Scaling and deployment

Patterns

  • Single process, many agents: Run one process with multiple agents (e.g. converge run with agents: N). All agents share the same PoolManager and TaskManager when pool is configured; discovery and pool/task state live in the chosen store (memory or file). Suitable for development and small deployments.

  • One process per agent: Run one process per agent, each with its own runtime. Use a shared store (e.g. Redis, SQLite, or a database) for PoolManager, TaskManager, and DiscoveryService so all processes see the same pools and tasks. Connect processes via TCP or WebSocket transport; ensure discovery and identity registry are populated so agents can find and verify each other.

  • N processes × M agents with shared store: Scale out by running multiple processes; each process can host one or more agents. Pool and task state live in the store, so multi-process coordination works as long as every node uses the same store and discovery. For multiple physical nodes, run multiple processes (one per node or more), connect them via TCP/WebSocket, and use a shared discovery store (e.g. Redis or a DB). No built-in leader election; use external orchestration (e.g. Kubernetes) for process lifecycle.

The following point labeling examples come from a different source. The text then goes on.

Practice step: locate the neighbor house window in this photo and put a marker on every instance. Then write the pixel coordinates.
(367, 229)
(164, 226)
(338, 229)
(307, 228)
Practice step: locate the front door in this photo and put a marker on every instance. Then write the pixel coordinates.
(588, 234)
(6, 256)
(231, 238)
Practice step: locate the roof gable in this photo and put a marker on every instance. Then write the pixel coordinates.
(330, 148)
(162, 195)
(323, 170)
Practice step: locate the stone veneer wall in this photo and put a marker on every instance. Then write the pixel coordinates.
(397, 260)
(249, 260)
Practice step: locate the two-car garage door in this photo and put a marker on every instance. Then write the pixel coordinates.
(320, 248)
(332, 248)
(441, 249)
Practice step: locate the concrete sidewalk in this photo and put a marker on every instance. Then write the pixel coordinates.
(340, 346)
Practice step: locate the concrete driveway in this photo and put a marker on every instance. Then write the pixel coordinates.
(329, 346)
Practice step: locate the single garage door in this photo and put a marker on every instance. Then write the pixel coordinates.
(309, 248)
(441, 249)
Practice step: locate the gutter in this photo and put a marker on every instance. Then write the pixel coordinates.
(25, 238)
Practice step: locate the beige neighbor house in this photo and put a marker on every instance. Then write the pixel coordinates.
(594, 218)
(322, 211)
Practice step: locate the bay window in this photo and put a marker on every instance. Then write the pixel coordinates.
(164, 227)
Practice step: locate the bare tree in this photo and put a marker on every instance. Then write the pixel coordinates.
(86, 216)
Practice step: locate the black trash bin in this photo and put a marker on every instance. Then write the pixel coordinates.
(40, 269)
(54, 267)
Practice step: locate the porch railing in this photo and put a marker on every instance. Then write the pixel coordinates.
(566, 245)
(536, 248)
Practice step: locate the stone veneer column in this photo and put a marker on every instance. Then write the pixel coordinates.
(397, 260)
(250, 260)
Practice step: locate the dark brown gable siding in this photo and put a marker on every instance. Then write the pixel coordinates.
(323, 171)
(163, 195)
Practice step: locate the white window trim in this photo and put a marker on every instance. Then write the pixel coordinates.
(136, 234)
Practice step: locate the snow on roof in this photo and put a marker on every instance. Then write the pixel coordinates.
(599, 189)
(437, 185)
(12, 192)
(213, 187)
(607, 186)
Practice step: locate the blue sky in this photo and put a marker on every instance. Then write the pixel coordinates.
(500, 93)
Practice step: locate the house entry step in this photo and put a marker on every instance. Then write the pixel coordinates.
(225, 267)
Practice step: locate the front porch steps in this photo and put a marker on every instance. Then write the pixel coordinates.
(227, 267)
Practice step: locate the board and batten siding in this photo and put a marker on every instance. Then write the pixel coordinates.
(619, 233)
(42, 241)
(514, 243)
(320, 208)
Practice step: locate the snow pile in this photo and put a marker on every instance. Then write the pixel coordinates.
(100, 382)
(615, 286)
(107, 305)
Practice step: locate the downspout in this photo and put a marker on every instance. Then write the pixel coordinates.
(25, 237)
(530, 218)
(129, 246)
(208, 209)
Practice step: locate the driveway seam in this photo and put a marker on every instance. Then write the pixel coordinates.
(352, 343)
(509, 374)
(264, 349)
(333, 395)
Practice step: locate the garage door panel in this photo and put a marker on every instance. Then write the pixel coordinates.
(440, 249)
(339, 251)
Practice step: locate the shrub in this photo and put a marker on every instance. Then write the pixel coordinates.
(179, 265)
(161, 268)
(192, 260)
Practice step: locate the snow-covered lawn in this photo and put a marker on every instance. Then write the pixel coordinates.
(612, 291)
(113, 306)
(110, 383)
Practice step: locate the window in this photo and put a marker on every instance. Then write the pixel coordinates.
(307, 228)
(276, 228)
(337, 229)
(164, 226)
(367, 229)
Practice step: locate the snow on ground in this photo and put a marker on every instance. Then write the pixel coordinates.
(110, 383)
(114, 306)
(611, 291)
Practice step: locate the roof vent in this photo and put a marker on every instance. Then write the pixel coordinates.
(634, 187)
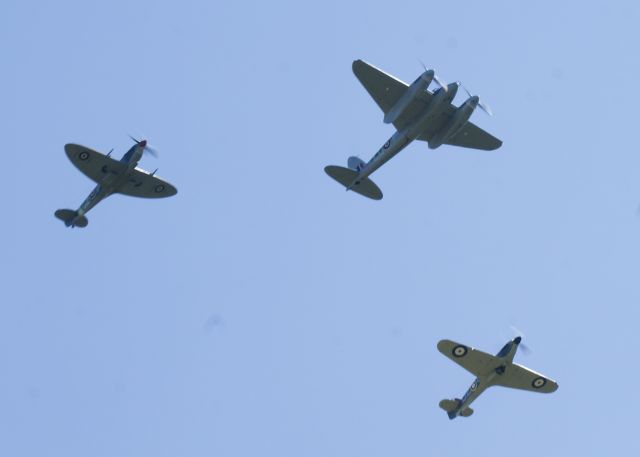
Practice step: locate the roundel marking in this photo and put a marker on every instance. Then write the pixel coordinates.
(539, 382)
(459, 351)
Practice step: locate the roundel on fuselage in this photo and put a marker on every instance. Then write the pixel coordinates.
(538, 383)
(459, 351)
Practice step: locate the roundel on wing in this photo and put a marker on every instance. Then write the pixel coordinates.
(459, 351)
(538, 383)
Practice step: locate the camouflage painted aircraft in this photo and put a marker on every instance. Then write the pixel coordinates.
(112, 176)
(498, 370)
(417, 114)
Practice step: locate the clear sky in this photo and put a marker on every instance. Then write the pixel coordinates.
(264, 311)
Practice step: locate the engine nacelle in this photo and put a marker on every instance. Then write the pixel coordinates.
(409, 96)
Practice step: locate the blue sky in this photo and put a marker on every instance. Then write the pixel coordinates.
(263, 310)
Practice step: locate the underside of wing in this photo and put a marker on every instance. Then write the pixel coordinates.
(476, 362)
(95, 165)
(519, 377)
(472, 136)
(385, 89)
(145, 185)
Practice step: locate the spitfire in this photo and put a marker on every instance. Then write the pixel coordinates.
(417, 114)
(112, 176)
(490, 370)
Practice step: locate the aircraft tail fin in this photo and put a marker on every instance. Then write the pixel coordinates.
(349, 178)
(451, 407)
(71, 218)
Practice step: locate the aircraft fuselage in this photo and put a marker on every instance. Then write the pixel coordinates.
(111, 182)
(481, 383)
(402, 138)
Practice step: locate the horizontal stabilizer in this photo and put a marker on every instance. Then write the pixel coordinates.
(349, 179)
(71, 218)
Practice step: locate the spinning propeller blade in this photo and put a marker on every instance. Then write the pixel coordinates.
(439, 82)
(481, 104)
(146, 147)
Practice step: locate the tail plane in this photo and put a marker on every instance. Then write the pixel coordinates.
(451, 407)
(71, 218)
(350, 178)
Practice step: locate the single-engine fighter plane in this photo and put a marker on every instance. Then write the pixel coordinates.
(417, 114)
(112, 176)
(498, 370)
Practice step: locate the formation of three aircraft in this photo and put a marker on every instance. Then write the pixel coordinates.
(417, 113)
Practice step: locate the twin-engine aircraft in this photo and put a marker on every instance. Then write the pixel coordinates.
(417, 114)
(498, 370)
(112, 176)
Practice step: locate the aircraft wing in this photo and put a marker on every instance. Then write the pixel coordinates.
(95, 165)
(519, 377)
(385, 89)
(474, 361)
(141, 183)
(472, 136)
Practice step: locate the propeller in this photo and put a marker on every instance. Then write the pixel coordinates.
(526, 350)
(481, 104)
(146, 147)
(438, 81)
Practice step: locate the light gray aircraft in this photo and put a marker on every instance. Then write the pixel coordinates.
(490, 370)
(417, 114)
(112, 176)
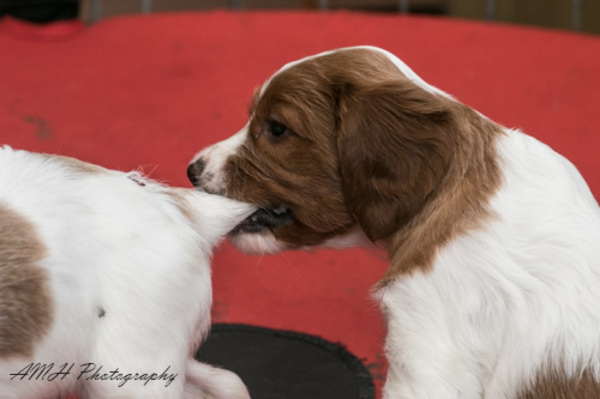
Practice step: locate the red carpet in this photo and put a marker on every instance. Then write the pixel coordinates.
(150, 91)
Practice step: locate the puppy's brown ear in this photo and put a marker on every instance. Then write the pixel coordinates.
(393, 148)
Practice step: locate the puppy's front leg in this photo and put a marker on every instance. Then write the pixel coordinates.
(206, 382)
(425, 361)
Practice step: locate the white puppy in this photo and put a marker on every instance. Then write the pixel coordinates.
(105, 282)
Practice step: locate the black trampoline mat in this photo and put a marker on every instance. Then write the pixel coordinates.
(286, 365)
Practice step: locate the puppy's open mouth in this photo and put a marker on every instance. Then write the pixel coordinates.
(265, 218)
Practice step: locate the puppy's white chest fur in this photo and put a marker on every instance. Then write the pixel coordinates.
(118, 277)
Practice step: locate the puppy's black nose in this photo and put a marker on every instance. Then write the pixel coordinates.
(194, 171)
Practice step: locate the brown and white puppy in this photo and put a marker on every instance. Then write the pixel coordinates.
(493, 238)
(105, 282)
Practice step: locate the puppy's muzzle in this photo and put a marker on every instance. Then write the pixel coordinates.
(194, 172)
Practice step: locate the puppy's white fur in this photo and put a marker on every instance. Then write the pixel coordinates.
(127, 262)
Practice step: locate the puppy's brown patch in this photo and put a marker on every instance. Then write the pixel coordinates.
(556, 385)
(366, 145)
(25, 300)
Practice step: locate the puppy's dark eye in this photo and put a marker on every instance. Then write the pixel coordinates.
(277, 129)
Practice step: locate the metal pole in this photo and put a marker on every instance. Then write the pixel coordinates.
(96, 10)
(490, 10)
(404, 6)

Multi-process discovery: When using a shared store for discovery, each process has its own DiscoveryService(store=shared_store). To see agents registered by other processes, call query with descriptors from the store: use query(query, refresh_from_store=True) to reload from store before filtering, or pass candidates=None to use the service’s in-memory descriptors (loaded at init). Example:

discovery = DiscoveryService(store=shared_store)
results = discovery.query(query, refresh_from_store=True)  # latest from store

converge run

The converge run CLI starts one process. For multiple nodes, run converge run (or your own entrypoint) on each node with the same pool_id and discovery_store path (or shared backend). Configure transport (e.g. TCP host/port) so agents can reach each other.